Valentine’s Day, the holiday of sappy love and emotional enrichment, may begin with heart-shaped chocolate boxes, romantic dinners, and whatever sensual activities follow, but ends with another favorite tradition: Hollywood entertainment.

The highly anticipated “50 Shades of Gray” releases Feb 13, drawing a lot of attention to the theatre. For those wanting to spend more time personally in their living room, better options come from Netflix or DVD. Here are six selections to make this Valentine’s Day a special one.

The 2004 film “The Notebook” is perhaps the best example of the archetypical romance film format of love at first sight followed by a heated relationship, an even more heated break-up, then a rain-soaked reunion climax. Based off Nicholas Spark’s novel of the same name, the film stars Ryan Gosling and Rachel McAdams as a couple who falls in love during the 1940s. Before you write this off as a clichéd pick for a Valentine’s film, consider the emotional impact on the audience, especially when viewed on this holiday.

 “500 Days of Summer” is a love story about the impact failed relationships have on young souls. Told in a nonlinear fashion over 500 days, the film follows Joseph Gordon-Levitt and Zooey Deschanel (named Summer in the film) through their relationship. Both characters carry conflicting ideas on the nature of “true love” which serves as the emotional impetus for their relationship and the audience’s connection to the film. I recommend this movie for its honest take on relationships and their conflicts. It gives a strong representation of love and the trouble it may cause.

The 1998 Best Picture winner, “Shakespeare in Love,” serves as a lesson in both literature and in romance, with many themes and plotlines taken directly from the Bard. In this movie, William Shakespeare as he casts a play becomes smitten with an auditioning actor who turns out to be a woman in disguise. Influenced by works such as “Romeo and Juliet” and “A Midsummer Night’s Dream,” this film is my favorite of the six for its accurate portrayal of 1800s England and its intimate love story.

Where “Shakespeare in Love” gives viewers an idea of romance in the Victorian Era, “Her” hypothesizes on modern love. The 2013 film, which won director/writer Spike Jonze a Best Original Screenplay award, follows Joaquin Phoenix through his pseudo-relationship with a computer operating system voiced by Scarlett Johansson. It is a touching film, brought together by great performances and direction. For a Valentine’s Day film, “Her” gives a metaphorical take on 21st century dating, as well as commentary on the effect of new technology on human relationships.

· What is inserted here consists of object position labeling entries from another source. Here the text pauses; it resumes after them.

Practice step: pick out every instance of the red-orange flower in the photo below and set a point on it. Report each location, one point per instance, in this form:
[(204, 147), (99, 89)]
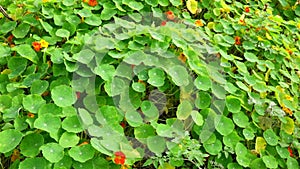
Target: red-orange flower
[(93, 2), (199, 23), (9, 38), (163, 23), (170, 15), (247, 9), (291, 151), (30, 115), (123, 124), (237, 40), (78, 95), (182, 58), (119, 158), (36, 46)]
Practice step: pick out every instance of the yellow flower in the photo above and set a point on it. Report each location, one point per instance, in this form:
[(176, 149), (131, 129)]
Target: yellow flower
[(44, 43)]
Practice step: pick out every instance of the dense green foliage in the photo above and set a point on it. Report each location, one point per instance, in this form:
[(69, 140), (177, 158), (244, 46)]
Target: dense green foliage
[(150, 84)]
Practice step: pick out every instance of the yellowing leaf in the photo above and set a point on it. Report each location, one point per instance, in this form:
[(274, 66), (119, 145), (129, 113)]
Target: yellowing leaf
[(192, 6), (260, 144), (289, 126)]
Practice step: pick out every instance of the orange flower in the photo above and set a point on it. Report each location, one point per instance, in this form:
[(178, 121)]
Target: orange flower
[(291, 151), (182, 58), (78, 95), (163, 23), (93, 3), (119, 158), (287, 110), (170, 15), (123, 124), (9, 38), (237, 40), (198, 23), (15, 156), (83, 143), (37, 46), (242, 22), (247, 9), (30, 115)]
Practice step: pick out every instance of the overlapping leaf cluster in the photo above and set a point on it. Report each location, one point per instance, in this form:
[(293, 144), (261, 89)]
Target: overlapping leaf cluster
[(228, 71)]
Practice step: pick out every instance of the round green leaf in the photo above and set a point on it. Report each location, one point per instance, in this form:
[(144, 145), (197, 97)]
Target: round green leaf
[(17, 65), (38, 162), (139, 87), (8, 26), (62, 33), (283, 151), (68, 140), (292, 163), (184, 110), (213, 148), (50, 108), (84, 56), (30, 145), (224, 125), (248, 134), (108, 13), (48, 123), (21, 31), (197, 118), (72, 124), (240, 119), (149, 110), (270, 161), (105, 71), (85, 117), (39, 87), (233, 104), (234, 166), (156, 144), (240, 149), (248, 45), (27, 52), (231, 140), (203, 100), (270, 137), (134, 118), (53, 152), (82, 153), (64, 163), (63, 96), (243, 161), (152, 3), (9, 139), (136, 5), (5, 102), (94, 20), (258, 163), (143, 132), (250, 57), (179, 75)]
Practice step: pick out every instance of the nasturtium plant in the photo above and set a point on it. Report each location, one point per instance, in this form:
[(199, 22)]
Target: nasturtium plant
[(149, 84), (11, 139), (30, 148), (53, 152), (82, 153)]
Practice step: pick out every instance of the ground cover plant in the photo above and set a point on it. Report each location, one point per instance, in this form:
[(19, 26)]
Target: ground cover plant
[(150, 84)]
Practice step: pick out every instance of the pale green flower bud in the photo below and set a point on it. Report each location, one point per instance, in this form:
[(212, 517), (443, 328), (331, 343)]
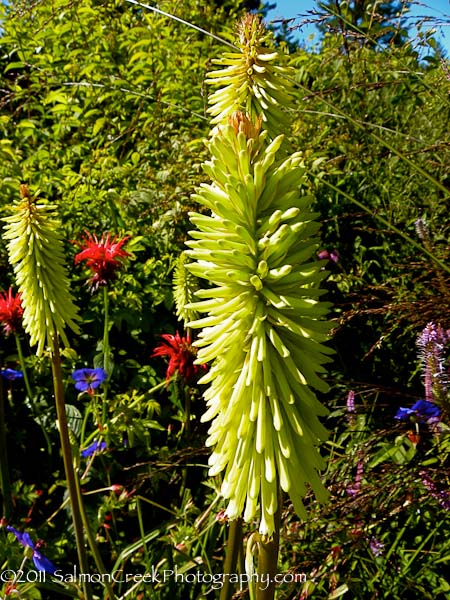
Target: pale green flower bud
[(36, 253), (264, 327)]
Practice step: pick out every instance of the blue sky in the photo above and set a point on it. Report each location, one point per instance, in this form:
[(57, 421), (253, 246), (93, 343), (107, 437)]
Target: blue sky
[(438, 11)]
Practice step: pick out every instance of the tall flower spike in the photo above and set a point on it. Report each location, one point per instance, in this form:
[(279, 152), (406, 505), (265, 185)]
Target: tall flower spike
[(11, 312), (252, 80), (36, 253), (184, 287), (264, 327)]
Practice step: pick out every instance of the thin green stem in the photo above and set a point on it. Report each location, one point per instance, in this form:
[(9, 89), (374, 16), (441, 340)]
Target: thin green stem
[(405, 236), (92, 543), (234, 547), (268, 559), (66, 450), (23, 367), (5, 482), (30, 393), (141, 529), (106, 359)]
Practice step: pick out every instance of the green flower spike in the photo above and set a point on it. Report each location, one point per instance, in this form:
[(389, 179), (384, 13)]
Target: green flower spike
[(251, 81), (263, 331), (36, 253), (184, 287)]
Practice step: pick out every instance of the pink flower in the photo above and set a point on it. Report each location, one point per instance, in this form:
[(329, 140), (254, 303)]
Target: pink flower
[(11, 312), (181, 356), (103, 257)]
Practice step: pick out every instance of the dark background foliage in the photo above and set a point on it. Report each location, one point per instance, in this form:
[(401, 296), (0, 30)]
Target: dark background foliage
[(103, 112)]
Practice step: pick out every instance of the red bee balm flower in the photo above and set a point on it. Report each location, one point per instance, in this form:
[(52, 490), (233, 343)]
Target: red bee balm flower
[(181, 356), (102, 256), (11, 312)]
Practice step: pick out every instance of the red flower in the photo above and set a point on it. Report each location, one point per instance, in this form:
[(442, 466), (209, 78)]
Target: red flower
[(11, 311), (102, 256), (181, 356)]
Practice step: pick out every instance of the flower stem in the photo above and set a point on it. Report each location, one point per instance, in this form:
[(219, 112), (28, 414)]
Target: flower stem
[(5, 483), (268, 559), (30, 393), (106, 359), (92, 543), (234, 549), (68, 463)]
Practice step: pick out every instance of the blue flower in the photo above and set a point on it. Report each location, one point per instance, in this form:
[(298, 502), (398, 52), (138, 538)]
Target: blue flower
[(422, 410), (94, 447), (41, 562), (11, 374), (86, 380)]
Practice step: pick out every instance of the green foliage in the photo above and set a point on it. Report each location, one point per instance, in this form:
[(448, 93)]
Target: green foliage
[(103, 110)]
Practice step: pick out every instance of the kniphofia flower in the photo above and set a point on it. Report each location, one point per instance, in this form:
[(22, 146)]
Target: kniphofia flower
[(181, 356), (87, 380), (11, 311), (41, 562), (103, 257)]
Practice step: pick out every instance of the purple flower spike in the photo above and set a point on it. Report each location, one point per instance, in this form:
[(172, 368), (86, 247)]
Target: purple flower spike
[(11, 374), (41, 562), (376, 547), (422, 410), (93, 448), (86, 380)]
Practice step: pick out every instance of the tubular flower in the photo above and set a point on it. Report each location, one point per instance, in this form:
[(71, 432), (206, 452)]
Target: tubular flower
[(11, 374), (251, 80), (103, 257), (94, 448), (36, 253), (184, 287), (263, 331), (11, 312), (41, 562), (181, 356), (87, 380), (422, 410)]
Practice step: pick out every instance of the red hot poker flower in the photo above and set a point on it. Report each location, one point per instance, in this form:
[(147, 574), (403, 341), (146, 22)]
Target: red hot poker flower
[(181, 356), (11, 312), (102, 256)]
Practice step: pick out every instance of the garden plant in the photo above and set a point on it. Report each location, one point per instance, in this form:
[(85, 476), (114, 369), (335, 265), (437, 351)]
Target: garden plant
[(224, 303)]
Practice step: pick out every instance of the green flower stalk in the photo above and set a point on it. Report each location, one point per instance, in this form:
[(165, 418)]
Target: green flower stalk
[(184, 288), (36, 252), (264, 327), (252, 80)]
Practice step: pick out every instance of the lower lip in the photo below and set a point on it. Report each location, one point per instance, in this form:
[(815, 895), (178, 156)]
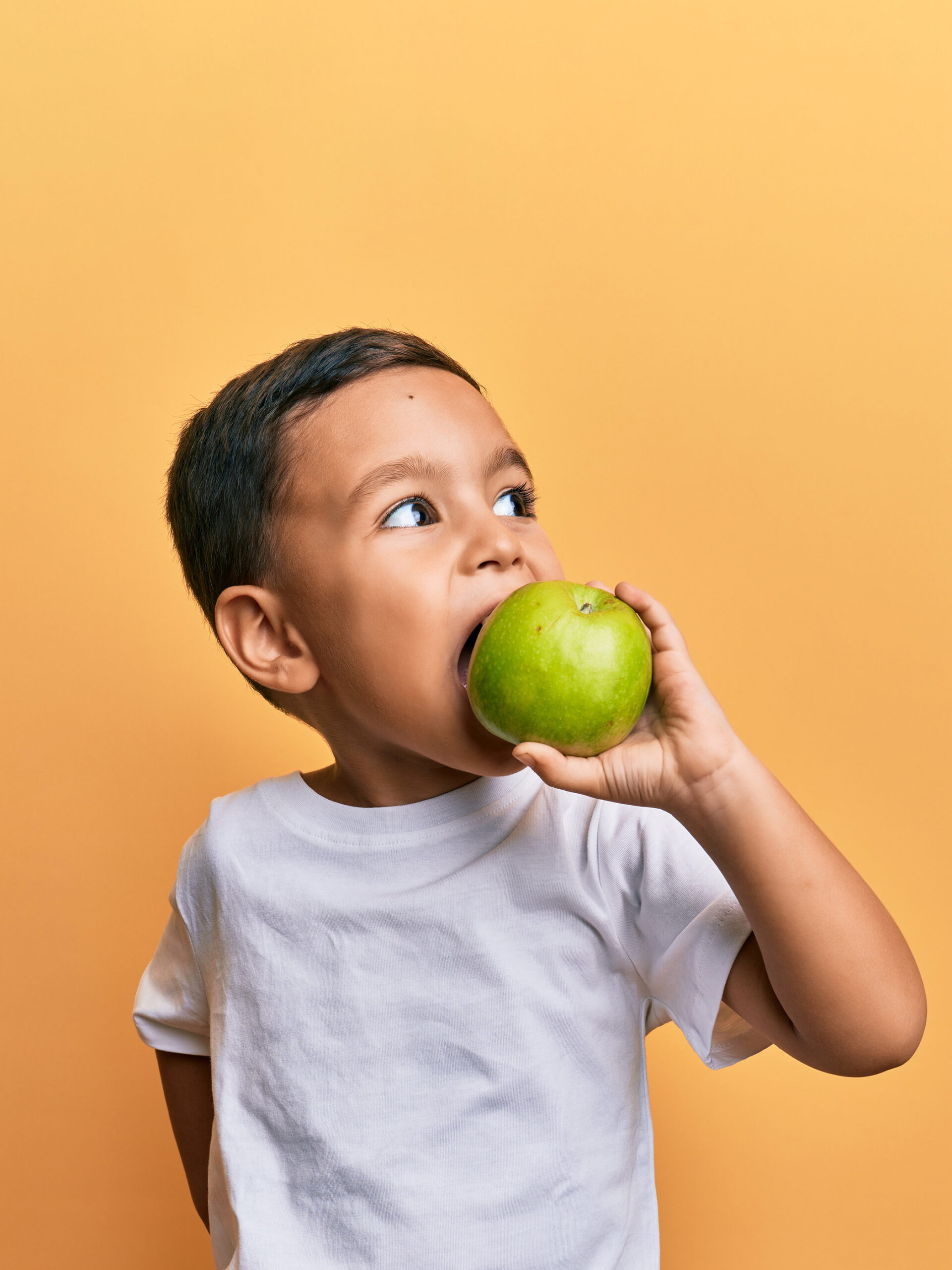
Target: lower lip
[(463, 663)]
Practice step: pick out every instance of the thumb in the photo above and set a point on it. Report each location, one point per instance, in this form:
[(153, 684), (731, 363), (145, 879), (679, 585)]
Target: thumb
[(563, 771)]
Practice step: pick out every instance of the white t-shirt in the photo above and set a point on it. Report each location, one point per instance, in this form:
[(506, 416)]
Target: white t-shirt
[(427, 1023)]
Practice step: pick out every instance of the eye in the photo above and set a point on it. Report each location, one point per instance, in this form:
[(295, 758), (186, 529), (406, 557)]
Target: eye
[(515, 502), (408, 515)]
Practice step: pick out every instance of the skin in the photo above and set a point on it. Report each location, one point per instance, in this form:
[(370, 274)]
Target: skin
[(359, 635)]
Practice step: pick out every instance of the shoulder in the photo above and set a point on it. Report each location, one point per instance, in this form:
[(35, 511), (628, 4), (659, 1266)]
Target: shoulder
[(245, 818)]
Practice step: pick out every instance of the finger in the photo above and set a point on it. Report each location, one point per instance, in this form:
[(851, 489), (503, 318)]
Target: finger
[(565, 772), (664, 634)]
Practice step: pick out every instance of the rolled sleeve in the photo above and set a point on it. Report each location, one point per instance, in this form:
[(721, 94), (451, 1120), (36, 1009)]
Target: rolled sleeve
[(172, 1009), (681, 926)]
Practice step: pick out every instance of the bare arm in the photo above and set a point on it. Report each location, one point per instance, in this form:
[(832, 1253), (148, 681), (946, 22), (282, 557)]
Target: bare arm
[(827, 974), (187, 1083)]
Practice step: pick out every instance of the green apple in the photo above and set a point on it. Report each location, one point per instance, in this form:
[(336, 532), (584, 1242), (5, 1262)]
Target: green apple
[(565, 665)]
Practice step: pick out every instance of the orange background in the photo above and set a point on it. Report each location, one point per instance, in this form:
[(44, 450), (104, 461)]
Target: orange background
[(700, 254)]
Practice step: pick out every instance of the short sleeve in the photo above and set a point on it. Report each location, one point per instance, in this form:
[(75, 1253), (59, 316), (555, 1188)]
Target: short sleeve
[(681, 926), (172, 1009)]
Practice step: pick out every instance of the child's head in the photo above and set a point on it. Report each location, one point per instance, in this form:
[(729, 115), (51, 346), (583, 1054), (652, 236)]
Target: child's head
[(347, 515)]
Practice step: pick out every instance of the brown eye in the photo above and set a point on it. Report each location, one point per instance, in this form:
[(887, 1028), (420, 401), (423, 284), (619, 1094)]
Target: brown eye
[(409, 513), (512, 504)]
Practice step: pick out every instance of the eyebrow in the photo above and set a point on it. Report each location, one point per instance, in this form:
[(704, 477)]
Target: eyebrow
[(507, 456), (413, 466), (416, 468)]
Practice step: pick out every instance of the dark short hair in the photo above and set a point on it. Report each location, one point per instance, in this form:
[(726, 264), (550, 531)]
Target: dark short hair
[(230, 469)]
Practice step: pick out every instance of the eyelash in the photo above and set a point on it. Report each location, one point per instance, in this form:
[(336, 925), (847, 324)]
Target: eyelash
[(525, 492), (527, 495)]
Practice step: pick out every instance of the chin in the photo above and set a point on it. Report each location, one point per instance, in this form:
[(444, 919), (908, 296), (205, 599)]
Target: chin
[(486, 756)]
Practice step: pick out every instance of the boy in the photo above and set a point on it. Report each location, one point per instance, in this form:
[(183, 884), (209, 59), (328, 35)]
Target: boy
[(424, 974)]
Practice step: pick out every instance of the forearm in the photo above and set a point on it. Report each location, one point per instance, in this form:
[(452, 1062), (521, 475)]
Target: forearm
[(831, 978), (187, 1083)]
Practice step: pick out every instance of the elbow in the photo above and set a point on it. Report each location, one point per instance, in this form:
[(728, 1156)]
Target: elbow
[(887, 1047)]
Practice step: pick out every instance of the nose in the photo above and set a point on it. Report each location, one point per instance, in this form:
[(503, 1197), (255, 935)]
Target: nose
[(493, 544)]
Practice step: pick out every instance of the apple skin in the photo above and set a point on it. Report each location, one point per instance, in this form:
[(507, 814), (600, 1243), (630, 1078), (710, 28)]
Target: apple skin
[(543, 670)]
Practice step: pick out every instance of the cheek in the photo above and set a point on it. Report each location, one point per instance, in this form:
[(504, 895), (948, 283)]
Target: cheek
[(386, 645)]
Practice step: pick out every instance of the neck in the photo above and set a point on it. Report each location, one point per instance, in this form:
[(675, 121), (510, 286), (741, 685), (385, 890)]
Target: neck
[(365, 780)]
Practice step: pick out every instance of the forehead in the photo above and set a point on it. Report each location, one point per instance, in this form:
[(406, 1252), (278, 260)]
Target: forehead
[(385, 417)]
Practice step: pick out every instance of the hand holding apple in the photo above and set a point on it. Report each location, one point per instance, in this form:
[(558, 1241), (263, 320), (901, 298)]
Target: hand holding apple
[(682, 741)]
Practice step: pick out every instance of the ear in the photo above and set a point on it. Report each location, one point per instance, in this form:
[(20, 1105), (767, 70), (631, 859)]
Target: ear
[(261, 642)]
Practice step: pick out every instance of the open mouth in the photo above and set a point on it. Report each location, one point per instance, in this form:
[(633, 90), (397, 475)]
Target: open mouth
[(463, 667)]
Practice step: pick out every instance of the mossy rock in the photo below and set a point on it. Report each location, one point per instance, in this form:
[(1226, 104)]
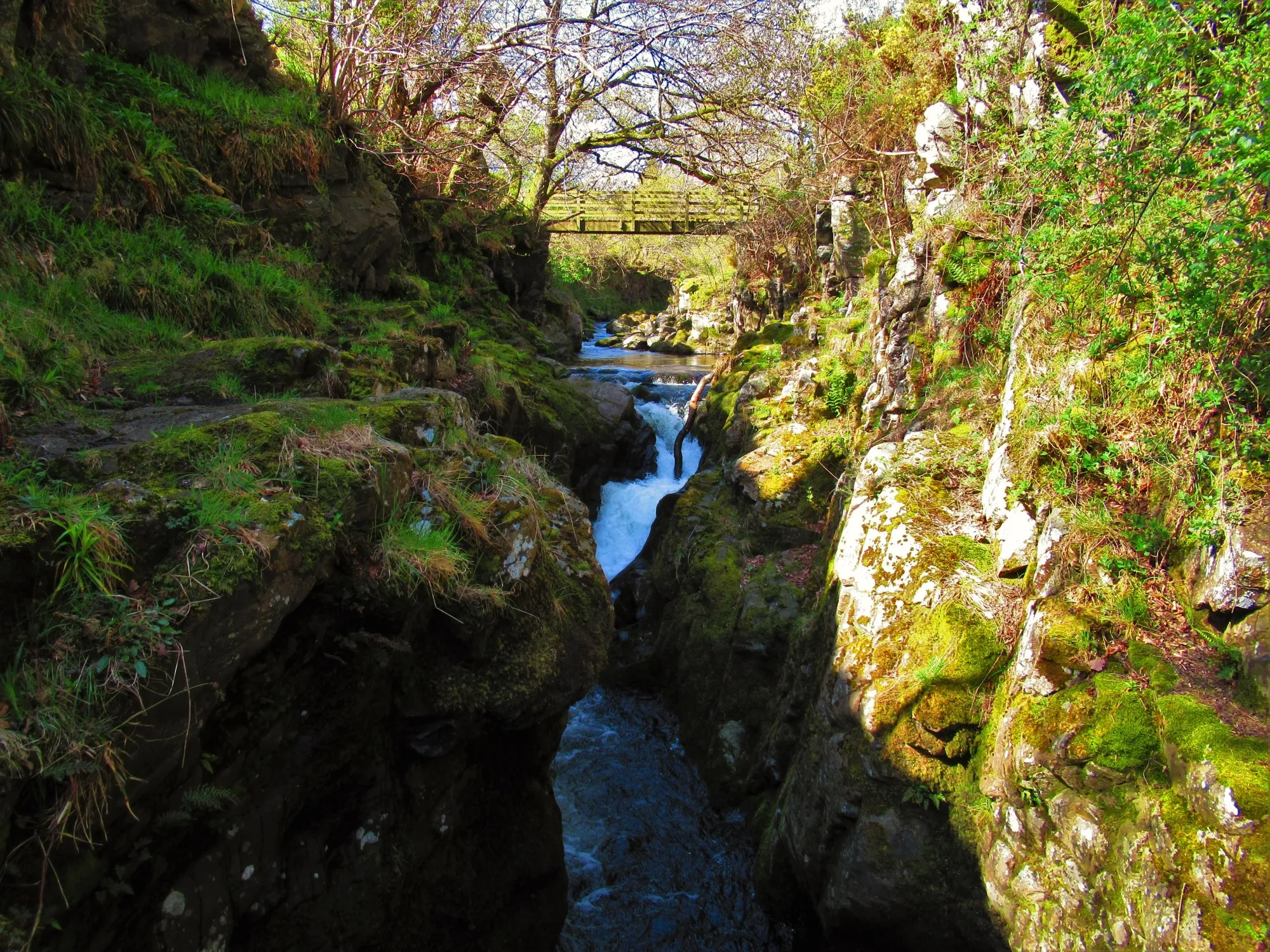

Typically, romance films are aimed at females, leaving men groaning at the prospect of sitting through two hours of over-sensualized plots. A fast-paced action plot, however, can coexist in a romantic film. Both “The Amazing Spider-Man” and “Scott Pilgrim vs. the World” give viewers a love story against a backdrop of comic-book mayhem. Both films are similar in their set-up, following an unlikely hero who falls for a girl then must defeat an evil force to be with her.  The action is stylized enough to keep viewers invested, with enough romance to keep the holiday theme intact.